ジョージ・ブラウン一家が住んでいた「キナワヌア」
シドニー郊外のゴードンに、「キナワヌア」という名の古い住宅がある。メソジスト教会宣教師ジョージ・ブラウン一家が住んでいた家である。「キナワヌア」とは、彼が赴任していた南太平洋の小さな島の地名に由来する。

玄関ホールの壁には、ブラウン一家の数枚の写真を収めたパネルが掛かっている。持ち主や住民は変わっても、建物の一部としてこれらの写真が受け継がれてきた。

その中で、私の目をとらえたのはジョージの隣に座った妻、リディアの姿である。ジョージは、自叙伝の中で夫唱婦随の関係を誇らしげに書き記しているが、リディアは決して夫のように布教の使命感に溢(あふ)れていたわけではない。

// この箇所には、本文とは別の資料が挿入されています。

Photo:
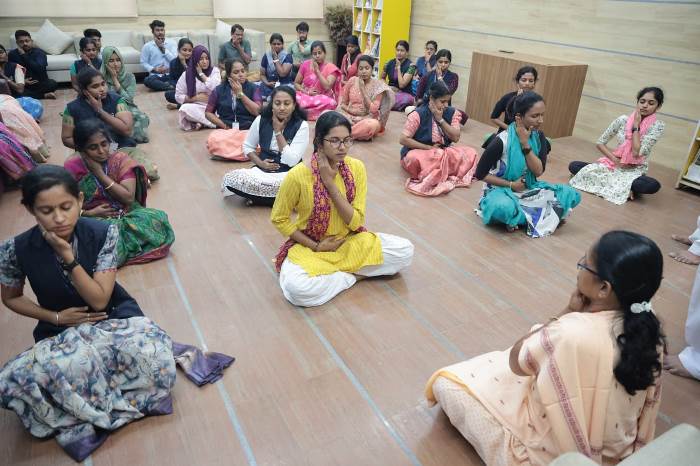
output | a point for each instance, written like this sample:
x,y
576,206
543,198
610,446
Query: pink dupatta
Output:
x,y
311,80
321,214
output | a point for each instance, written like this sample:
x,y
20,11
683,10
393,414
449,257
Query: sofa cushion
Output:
x,y
51,39
60,62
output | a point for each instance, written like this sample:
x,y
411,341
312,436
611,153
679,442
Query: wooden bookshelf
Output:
x,y
692,156
378,25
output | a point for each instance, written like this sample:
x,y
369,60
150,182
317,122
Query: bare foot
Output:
x,y
682,239
685,257
674,366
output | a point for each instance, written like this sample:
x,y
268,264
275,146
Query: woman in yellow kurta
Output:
x,y
587,381
328,245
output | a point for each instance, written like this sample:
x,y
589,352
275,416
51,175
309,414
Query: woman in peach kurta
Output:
x,y
366,101
587,381
327,244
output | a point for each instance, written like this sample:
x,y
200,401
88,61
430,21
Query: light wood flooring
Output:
x,y
343,383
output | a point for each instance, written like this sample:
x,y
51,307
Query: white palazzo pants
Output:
x,y
302,290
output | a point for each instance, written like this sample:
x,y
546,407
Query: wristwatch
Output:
x,y
69,267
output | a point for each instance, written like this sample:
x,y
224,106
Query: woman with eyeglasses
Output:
x,y
587,381
328,248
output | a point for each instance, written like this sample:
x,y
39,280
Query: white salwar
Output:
x,y
256,182
302,290
690,356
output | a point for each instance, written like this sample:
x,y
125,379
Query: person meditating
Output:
x,y
193,89
510,166
36,80
435,166
123,82
328,246
400,71
88,57
114,189
275,67
232,107
621,174
98,363
366,101
588,381
317,83
275,143
156,56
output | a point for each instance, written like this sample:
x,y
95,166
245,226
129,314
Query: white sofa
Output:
x,y
130,43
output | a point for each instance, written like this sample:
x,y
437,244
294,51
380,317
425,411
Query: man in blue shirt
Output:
x,y
36,81
156,56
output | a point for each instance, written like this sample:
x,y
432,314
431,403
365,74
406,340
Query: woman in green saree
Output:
x,y
114,187
123,82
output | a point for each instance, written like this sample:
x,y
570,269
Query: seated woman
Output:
x,y
621,173
15,161
275,67
88,58
282,134
587,381
95,101
194,88
328,247
510,166
113,189
178,65
24,128
502,115
102,364
440,73
366,101
348,66
317,83
400,72
232,107
123,82
13,75
435,165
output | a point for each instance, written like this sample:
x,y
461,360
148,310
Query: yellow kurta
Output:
x,y
296,194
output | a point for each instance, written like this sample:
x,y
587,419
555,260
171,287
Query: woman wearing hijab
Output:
x,y
193,89
123,83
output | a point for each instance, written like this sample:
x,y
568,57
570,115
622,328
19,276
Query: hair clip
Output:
x,y
638,308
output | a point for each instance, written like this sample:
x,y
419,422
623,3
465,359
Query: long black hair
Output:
x,y
633,265
658,94
87,128
85,77
46,177
524,102
525,70
298,114
326,123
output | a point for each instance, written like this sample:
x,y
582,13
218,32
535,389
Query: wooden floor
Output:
x,y
343,383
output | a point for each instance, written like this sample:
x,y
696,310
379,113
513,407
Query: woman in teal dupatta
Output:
x,y
123,82
114,188
510,166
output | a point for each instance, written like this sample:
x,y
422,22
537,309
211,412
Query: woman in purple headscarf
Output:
x,y
193,89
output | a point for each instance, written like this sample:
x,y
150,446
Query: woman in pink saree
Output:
x,y
317,83
436,166
366,101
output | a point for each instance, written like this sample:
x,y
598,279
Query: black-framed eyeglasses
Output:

ここゴードンに居を構える少し前、ブラウン夫妻は布教先の島で2人の子供を病気で亡くしている。ジョージの長期出張中の出来事で、夫の帰宅を待つリディアの心情は推察するに余りある。

「キナワヌア」に住んでからというもの、リディアは夫に同伴して海外に行くことはほとんどなくなり、この家と家庭をひたすら護(まも)ったという。民博が所蔵する南太平洋の民族誌資料ジョージ・ブラウン・コレクションは、かつてここの一室に展示されていた。